Mere hours after appearing live on Breakfast Television to announce that America’s popular televised search for love, The Bachelor, will be receiving its own Canadian incarnation, the show’s longtime host, Chris Harrison, could be found relaxing on a plush chair at Citytv’s Toronto office.
Flanked by Sean DeVries, the Canadian show’s supervising producer, and Claire Freeland, Citytv director of original programming, who’s pulling double duty as the show’s executive producer, the impeccably dressed Harrison chatted about the program which, after 16 seasons in the U.S., will be debuting a Canadian edition on the network this fall.
“There are so many (Bachelor) fans (in Canada),” Harrison said. “That’s really the reason we would go out of our way and come up. There’s such an insatiable appetite for our show up here, maybe even more than America.”

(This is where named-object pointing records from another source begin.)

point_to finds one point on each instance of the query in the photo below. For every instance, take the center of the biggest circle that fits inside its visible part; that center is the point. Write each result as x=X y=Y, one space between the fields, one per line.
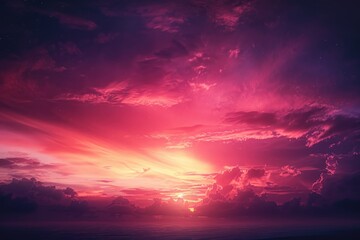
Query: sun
x=180 y=195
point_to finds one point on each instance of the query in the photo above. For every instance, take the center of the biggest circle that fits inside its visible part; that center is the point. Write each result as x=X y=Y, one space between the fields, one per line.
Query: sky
x=181 y=99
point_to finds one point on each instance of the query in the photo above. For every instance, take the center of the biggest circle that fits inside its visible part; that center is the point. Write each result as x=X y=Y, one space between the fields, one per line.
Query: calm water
x=182 y=228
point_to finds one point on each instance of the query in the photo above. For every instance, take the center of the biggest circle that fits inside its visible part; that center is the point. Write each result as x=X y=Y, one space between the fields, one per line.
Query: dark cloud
x=23 y=163
x=314 y=123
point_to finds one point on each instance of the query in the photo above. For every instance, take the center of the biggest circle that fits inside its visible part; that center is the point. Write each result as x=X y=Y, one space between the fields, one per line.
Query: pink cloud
x=70 y=21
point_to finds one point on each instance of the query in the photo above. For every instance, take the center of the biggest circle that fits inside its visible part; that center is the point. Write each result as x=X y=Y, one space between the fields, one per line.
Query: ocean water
x=182 y=228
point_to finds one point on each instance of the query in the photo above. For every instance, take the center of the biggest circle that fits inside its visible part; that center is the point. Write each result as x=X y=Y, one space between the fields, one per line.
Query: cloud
x=289 y=171
x=35 y=191
x=70 y=21
x=163 y=17
x=23 y=163
x=228 y=176
x=121 y=93
x=315 y=123
x=227 y=14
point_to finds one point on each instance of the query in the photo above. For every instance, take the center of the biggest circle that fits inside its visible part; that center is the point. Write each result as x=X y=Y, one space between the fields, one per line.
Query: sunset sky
x=180 y=99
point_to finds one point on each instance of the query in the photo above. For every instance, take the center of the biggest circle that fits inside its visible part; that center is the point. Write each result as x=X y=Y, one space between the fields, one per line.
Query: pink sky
x=164 y=100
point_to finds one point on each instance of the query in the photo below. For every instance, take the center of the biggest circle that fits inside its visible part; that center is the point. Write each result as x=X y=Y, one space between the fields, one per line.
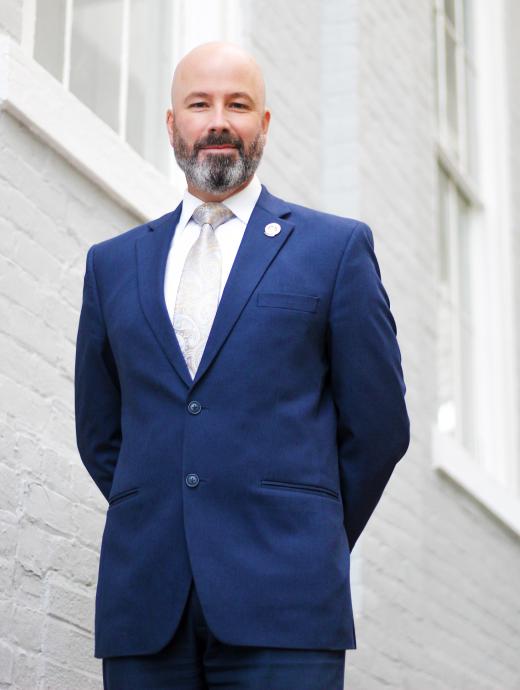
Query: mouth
x=220 y=149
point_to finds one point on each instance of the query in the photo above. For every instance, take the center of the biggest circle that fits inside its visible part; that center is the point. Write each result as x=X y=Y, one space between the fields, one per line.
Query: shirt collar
x=242 y=203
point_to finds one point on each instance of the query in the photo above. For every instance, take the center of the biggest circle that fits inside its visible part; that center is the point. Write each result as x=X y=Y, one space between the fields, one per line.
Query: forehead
x=217 y=77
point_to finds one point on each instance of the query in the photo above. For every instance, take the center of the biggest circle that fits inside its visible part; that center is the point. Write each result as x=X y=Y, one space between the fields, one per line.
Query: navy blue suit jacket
x=259 y=475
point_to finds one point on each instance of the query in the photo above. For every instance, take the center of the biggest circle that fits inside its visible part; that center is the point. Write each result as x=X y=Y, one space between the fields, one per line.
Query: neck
x=214 y=196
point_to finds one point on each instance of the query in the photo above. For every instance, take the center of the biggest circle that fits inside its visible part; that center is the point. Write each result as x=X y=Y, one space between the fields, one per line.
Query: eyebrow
x=203 y=94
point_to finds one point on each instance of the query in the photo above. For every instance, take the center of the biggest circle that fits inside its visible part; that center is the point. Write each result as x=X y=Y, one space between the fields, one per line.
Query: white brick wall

The show’s strong Canadian following may also be due to its open casting policy. Unlike other reality-TV shows such as Survivor and The Amazing Race, The Bachelor allows Canadian residents to participate and, in the case of Jillian Harris, even star in the show’s role-reversing sister program, The Bachelorette. So, with all that true patriot love going for it, why did it take this long to bring the popular show across the border?
“I don’t know why it took so long,” Freeland says. “It feels like it’s the right time now.”
For his part, Harrison believes it’s due to the show’s reinvigorated ratings. “The franchise is really peaking again, which is hard to believe, 10 years into this. It’s really bigger than ever,” he said in a tone both boastful and bewildered.
The show has certainly expanded and evolved with the times. After launching in 2002 as a six-part series, The Bachelor franchise now boasts two spinoffs — The Bachelorette and Bachelor Pad — and longer seasons.
“When we started, Facebook, blogs, Twitter — none of that stuff existed. If you wanted to see something, you had to look it up in a magazine.” Harrison recalled. “So much has changed, and we’ve had to change with the times. With people demanding more real storytelling, we’ve definitely had to lift the curtain a little bit. I think our show is a lot more organic, and allows people to see everything, warts and all, now, because we have to; because, if something happens, you now have to embrace that, and make it part of your story.”
But even though the world has changed, Harrison believes The Bachelor’s core search for love is what attracts fans, season after season.
“The one thing that hasn’t changed is the whole purpose of the show,” he said. “That’s the one thing we’ll never get away from. The original concept works, and that is: one guy looking for love with 25 women who are looking for love, and you hope it works; that’s the show!”
As such, producers DeVries and Freeland are committed to not tinkering too much with The Bachelor’s winning formula.
“We want great stories: people who have tried all sorts of conventional ways of falling in love and now they’re ready to try a very glamorous, very unconventional way. (It’s) real individuals on a genuine search,” DeVries says of potential contestants.
The Bachelor Canada’s creators still have quite the task ahead of them. Beyond casting the potential suitors (applications are being accepted at www.citytv.com/BachelorCanada), the show, which will film across the country, has yet to find its host, its star, or even its home base — a.k.a., “The Mansion.” But despite the blank canvas in front of them, DeVries says they have a clear vision in mind.
“Chris has told us that he needs to be hotter than your husband or spouse sitting beside you,” he says of the potential bachelor. “So we’re looking for a cute guy, but also one that is seriously looking for love and willing to be candid with us and expose himself, in a way.”
While the two Canadian producers seem itching to get on with the process, Harrison sums up the show’s debut with the wisdom of a man who’s been through it multiple times: “The thing is, we didn’t say you have a couple at the end or you have a marriage; that’s never been the purpose. Bachelor Canada isn’t promising anything.
“What they promise is a great guy as a bachelor, and he’s going to be looking for love with 25 amazing women, and whatever happens, happens — and you’ll be along for the whole adventure. It may be the greatest love story in the world, or it may be the greatest train wreck in the world. Either way, you’re going to be on board.”
The Bachelor Canada will debut on Citytv this fall.